Só é enigma porque o esquecimento perdura...
Recordemos:
"[...]
És tu que eu via em sonhos, nesses anos
De inda puro sonhar
Em nuvem d’ouro e púrpura descendo
Co’as roupas a alvejar.
És tu, és tu ! que ao pôr do sol, na veiga,
Junto ao bosque fremente,
Me contavas mistérios, harmonias
Dos céus, do mar dormente.
[...]"
in: "A Graça"

Deixo esta pequena nota para relembrar ALEXANDRE HERCULANO, o grande Historiador, novelista e romancista que está na origem do romantismo em Portugal.

20080329

Praga no Teatro Aberto: fascinante!

Mais uma vez... Praga! Agora no Teatro Aberto, em Lisboa...
Não sei porquê mas Praga é uma cidade que me acompanha como se fosse a minha terra natal.
Fiquei fascinado em conhecê-la quando li o livro "A insustentável leveza do ser", de Milan Kundera, romance que se debruça sobre a primavera de Praga em 68 e suas consequências. Livro que, desde os anos 80 me marcou e tem marcado a minha vida.
Depois foi a ilustração do romance adaptado ao cinema por Philip Kaufman onde as interpretações de Day-Lewis e Juliette Binoche dão força a uma acção onde há, obviamente no campo onírico, alguma amputação de passagens do livro fantásticas, compensada com a colagem de imagens reais da intervenção russa na cidade do presidente Dubček.
Em 1997 faço, finalmente, a minha 'invasão' de Praga. Do alto do parque Latenské fiquei fascinado com a vista da cidade das mil torres com setas douradas, deixando escorregar por elas a neve de dezembro.

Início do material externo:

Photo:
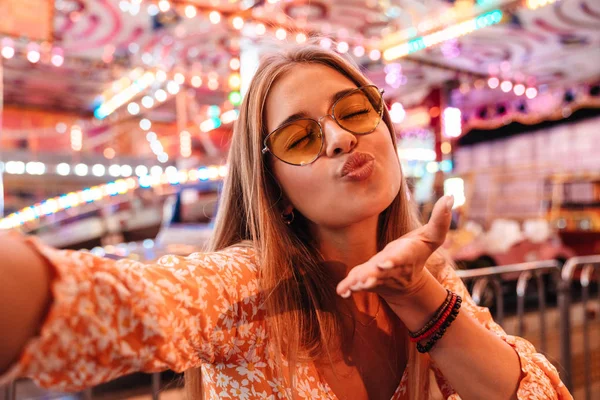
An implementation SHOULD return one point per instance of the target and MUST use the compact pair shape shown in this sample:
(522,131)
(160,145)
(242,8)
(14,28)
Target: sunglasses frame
(318,122)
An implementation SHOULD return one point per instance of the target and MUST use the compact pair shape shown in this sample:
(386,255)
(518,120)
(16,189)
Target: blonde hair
(291,272)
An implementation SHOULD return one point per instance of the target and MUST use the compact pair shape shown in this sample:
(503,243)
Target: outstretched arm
(109,318)
(24,296)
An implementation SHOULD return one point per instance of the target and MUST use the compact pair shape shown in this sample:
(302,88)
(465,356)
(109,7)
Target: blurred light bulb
(215,17)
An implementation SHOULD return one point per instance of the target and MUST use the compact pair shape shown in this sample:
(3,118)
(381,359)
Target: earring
(288,218)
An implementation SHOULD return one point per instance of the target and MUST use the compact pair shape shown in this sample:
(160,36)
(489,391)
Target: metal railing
(496,278)
(586,266)
(523,274)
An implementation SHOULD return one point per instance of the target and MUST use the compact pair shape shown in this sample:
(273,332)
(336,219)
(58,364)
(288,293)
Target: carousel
(116,114)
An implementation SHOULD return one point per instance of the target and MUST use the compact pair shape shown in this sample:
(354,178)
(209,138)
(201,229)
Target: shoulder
(234,269)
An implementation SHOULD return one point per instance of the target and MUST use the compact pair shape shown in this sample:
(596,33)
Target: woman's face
(323,191)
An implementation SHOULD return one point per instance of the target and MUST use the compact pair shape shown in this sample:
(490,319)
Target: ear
(287,208)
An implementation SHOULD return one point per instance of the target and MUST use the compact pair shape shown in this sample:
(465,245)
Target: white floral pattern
(110,318)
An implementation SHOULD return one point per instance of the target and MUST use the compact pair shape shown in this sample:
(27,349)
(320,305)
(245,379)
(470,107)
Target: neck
(344,249)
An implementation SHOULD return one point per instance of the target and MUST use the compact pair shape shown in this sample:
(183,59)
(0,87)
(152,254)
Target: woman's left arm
(475,356)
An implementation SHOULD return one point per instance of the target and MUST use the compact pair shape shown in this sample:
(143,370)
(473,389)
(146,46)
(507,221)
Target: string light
(359,51)
(397,113)
(179,78)
(300,38)
(145,124)
(76,138)
(133,108)
(531,93)
(139,85)
(173,87)
(506,86)
(190,11)
(260,29)
(185,144)
(519,89)
(280,34)
(234,63)
(235,81)
(109,153)
(33,53)
(164,5)
(214,17)
(57,59)
(81,170)
(238,23)
(422,42)
(196,81)
(374,54)
(93,194)
(451,122)
(98,170)
(342,47)
(534,4)
(63,169)
(160,95)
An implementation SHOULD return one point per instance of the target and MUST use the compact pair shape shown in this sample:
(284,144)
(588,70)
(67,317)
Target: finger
(439,223)
(359,278)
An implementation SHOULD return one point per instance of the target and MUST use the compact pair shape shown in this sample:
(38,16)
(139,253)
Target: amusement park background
(115,119)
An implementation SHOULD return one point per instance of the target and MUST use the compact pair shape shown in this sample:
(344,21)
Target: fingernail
(387,264)
(449,203)
(369,282)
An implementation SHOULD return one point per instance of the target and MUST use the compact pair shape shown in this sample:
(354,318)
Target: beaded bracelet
(439,323)
(442,330)
(435,318)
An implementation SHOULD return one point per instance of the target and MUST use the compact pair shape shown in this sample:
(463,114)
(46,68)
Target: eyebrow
(304,114)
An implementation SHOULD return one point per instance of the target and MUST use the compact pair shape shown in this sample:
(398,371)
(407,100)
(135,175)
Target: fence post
(564,305)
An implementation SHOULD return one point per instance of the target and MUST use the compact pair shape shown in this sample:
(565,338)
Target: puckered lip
(355,161)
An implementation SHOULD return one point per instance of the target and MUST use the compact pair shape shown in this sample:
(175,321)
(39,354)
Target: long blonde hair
(290,269)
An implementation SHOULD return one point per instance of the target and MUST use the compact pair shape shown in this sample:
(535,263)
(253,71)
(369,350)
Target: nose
(337,140)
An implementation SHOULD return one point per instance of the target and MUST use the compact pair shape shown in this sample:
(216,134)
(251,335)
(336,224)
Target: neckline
(334,396)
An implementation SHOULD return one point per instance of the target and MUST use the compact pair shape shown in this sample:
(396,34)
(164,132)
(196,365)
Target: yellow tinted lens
(360,111)
(297,143)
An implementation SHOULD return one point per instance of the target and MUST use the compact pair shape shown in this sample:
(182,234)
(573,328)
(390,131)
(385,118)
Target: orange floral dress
(110,318)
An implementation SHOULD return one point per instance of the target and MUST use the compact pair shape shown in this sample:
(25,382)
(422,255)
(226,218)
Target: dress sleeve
(539,378)
(110,318)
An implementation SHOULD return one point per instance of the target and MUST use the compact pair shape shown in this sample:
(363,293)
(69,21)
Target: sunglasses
(300,142)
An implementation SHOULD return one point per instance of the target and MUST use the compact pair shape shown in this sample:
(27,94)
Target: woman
(319,282)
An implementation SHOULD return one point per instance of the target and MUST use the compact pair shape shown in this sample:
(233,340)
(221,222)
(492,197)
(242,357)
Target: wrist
(417,306)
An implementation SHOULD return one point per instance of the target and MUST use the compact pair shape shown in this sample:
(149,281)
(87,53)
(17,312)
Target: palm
(398,267)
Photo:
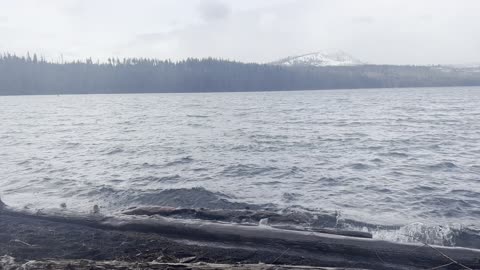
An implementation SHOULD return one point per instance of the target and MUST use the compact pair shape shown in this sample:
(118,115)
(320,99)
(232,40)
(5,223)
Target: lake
(380,156)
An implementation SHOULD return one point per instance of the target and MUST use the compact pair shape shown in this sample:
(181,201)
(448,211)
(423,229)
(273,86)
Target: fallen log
(7,262)
(332,250)
(244,217)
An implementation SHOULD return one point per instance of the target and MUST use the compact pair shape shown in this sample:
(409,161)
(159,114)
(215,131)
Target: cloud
(213,10)
(154,37)
(363,19)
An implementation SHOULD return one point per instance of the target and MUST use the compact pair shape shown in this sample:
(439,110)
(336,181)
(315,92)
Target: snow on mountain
(320,59)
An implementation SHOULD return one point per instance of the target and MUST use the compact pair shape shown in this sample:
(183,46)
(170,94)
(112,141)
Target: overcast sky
(375,31)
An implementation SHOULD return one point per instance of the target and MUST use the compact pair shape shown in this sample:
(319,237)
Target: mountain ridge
(319,59)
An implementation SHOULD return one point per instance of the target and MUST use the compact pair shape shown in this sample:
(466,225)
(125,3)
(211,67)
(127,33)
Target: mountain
(320,59)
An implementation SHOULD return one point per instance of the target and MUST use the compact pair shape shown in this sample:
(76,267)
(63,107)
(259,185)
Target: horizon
(377,32)
(62,60)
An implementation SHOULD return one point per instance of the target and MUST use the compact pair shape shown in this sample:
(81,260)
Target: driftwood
(333,250)
(246,217)
(10,264)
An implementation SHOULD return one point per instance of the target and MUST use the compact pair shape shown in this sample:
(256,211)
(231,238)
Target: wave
(183,160)
(249,170)
(443,166)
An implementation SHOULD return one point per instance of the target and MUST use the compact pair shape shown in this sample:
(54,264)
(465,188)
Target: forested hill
(30,75)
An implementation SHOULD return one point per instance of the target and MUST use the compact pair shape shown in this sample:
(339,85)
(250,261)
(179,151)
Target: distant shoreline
(31,76)
(472,87)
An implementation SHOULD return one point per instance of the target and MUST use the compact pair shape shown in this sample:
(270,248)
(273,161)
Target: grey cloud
(363,19)
(153,37)
(214,10)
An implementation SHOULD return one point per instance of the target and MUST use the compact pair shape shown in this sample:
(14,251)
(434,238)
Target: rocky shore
(63,241)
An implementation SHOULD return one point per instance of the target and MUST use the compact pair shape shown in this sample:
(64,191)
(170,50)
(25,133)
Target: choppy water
(395,156)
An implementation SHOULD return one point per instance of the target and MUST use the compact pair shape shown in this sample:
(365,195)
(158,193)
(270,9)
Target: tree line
(22,75)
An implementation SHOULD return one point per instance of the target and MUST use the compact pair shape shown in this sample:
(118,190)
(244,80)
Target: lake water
(385,156)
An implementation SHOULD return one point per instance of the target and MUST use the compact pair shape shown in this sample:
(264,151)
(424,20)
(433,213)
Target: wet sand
(27,237)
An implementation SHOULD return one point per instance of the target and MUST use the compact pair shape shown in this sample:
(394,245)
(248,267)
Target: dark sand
(27,237)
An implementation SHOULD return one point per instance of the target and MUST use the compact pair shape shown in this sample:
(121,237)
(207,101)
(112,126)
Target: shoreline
(142,239)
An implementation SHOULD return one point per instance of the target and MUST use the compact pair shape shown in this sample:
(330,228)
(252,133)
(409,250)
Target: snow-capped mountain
(320,59)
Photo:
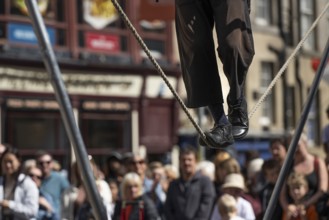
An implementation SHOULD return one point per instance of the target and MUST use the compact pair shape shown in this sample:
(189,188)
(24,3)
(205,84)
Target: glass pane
(114,134)
(34,133)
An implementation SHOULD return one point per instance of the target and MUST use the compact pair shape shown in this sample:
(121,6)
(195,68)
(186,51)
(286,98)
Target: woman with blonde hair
(134,204)
(315,171)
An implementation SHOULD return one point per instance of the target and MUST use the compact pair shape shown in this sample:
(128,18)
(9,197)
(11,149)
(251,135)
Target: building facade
(119,100)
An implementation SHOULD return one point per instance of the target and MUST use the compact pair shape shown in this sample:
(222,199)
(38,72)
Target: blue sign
(24,33)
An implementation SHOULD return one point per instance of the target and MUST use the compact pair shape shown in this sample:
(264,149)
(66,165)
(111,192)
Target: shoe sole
(213,145)
(241,136)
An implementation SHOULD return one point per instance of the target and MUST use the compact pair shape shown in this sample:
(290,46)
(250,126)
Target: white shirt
(244,208)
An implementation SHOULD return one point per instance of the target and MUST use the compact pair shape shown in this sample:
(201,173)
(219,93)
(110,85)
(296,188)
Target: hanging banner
(42,5)
(99,13)
(157,10)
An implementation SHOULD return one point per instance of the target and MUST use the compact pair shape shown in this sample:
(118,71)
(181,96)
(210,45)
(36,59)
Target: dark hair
(271,164)
(14,151)
(188,150)
(42,153)
(283,140)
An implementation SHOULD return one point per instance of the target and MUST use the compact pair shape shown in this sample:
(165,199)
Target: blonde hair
(297,179)
(129,179)
(171,171)
(227,205)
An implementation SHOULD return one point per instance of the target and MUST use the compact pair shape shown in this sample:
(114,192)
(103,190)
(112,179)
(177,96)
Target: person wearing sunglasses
(18,193)
(53,182)
(46,203)
(138,164)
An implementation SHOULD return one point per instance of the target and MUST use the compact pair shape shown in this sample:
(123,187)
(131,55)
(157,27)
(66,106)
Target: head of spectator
(29,163)
(131,187)
(187,162)
(114,186)
(126,158)
(57,166)
(207,168)
(228,166)
(171,172)
(298,187)
(249,156)
(35,174)
(45,163)
(278,148)
(3,147)
(113,165)
(254,175)
(11,163)
(138,164)
(157,171)
(271,169)
(227,206)
(234,185)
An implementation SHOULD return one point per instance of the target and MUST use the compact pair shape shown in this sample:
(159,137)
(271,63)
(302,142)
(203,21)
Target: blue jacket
(26,198)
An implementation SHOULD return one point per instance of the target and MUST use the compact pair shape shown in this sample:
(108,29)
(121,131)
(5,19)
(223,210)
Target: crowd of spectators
(135,188)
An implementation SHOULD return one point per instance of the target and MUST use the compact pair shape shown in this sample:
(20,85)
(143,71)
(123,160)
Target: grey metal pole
(293,145)
(63,100)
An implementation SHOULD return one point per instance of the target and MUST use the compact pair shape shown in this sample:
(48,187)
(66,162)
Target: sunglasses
(138,162)
(41,163)
(33,176)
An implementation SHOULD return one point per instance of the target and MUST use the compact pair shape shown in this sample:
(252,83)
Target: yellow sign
(42,5)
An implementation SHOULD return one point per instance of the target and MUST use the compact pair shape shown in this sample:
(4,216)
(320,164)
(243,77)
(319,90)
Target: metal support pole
(293,145)
(63,100)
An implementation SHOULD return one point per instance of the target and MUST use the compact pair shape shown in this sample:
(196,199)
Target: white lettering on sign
(23,34)
(102,44)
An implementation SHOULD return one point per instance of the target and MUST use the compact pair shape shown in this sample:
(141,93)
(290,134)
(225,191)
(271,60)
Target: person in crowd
(298,189)
(227,207)
(28,164)
(191,196)
(207,168)
(234,185)
(249,155)
(228,166)
(316,173)
(325,139)
(194,23)
(157,193)
(53,183)
(270,169)
(114,187)
(18,193)
(278,149)
(255,183)
(3,148)
(46,203)
(138,164)
(134,204)
(113,166)
(171,173)
(75,203)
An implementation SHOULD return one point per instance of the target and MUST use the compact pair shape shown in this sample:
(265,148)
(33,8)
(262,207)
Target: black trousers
(195,20)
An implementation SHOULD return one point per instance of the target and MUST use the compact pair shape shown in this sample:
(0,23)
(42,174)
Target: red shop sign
(102,42)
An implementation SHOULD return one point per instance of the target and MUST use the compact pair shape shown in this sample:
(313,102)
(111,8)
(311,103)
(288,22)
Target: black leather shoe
(238,117)
(219,137)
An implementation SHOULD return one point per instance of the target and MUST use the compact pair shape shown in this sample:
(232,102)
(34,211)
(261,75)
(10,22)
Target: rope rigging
(164,77)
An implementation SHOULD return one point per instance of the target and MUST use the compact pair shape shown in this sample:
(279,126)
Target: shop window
(35,130)
(111,131)
(16,30)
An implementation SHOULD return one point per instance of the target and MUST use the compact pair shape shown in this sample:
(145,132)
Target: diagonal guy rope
(285,65)
(157,66)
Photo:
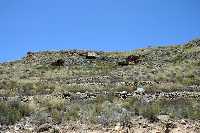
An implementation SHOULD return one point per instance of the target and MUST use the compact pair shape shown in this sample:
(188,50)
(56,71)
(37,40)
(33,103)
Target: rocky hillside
(146,90)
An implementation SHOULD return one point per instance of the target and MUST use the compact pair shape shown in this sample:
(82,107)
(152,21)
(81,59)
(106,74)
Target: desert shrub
(10,112)
(55,103)
(150,110)
(41,117)
(57,115)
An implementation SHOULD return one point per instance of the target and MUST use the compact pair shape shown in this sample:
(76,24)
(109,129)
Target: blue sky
(34,25)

Finalmente... o Teatro Aberto!

Rock'n'roll é a peça em cena, meses de Março a Junho. Escrita por Tom Stoppard, checo de origem, é um fascinante contágio musical com a Primavera de Praga como pano de fundo. Indescritível! A música envolve-nos com as recordações dos últimos 40 anos de música. Ouvimos desde Syd Barret, Bob Dylan, Pynk Floyd até aos Beach Boys, terminando tudo numa apoteose de Rolling Stones que nos dá vontade de fazer uma invasão do palco e cometer a loucura de abraçar os actores fantásticos que nos envolvem naquela sala azul não menos fantástica.

Querem um conselho? Vão ver, mas vão mesmo! Levem um bloco para apontarem as músicas que vos vão prender. No final, emocionem-se e tenham a coragem de invadir o palco com as vossas emoções...

20080119

EgosSossego

"Ah, compreendo! O patrão Vasques é a Vida. A Vida, monótona e necessária, mandante e desconhecida. Este homem banal representa a banalidade da Vida. Ele é tudo para mim, por fora, porque a Vida é tudo para mim por fora."

Trecho da obra "O livro do desassossego"; Bernardo Soares; alias, Fernando Pessoa

Há textos que merecem ser revisitados. E, na Comuna - Teatro de Pesquisa, podem revisitar "do desassossego" adaptado por Carlos Paulo e encenado por João Mota. Verão que não se arrependem. Até Março/2008.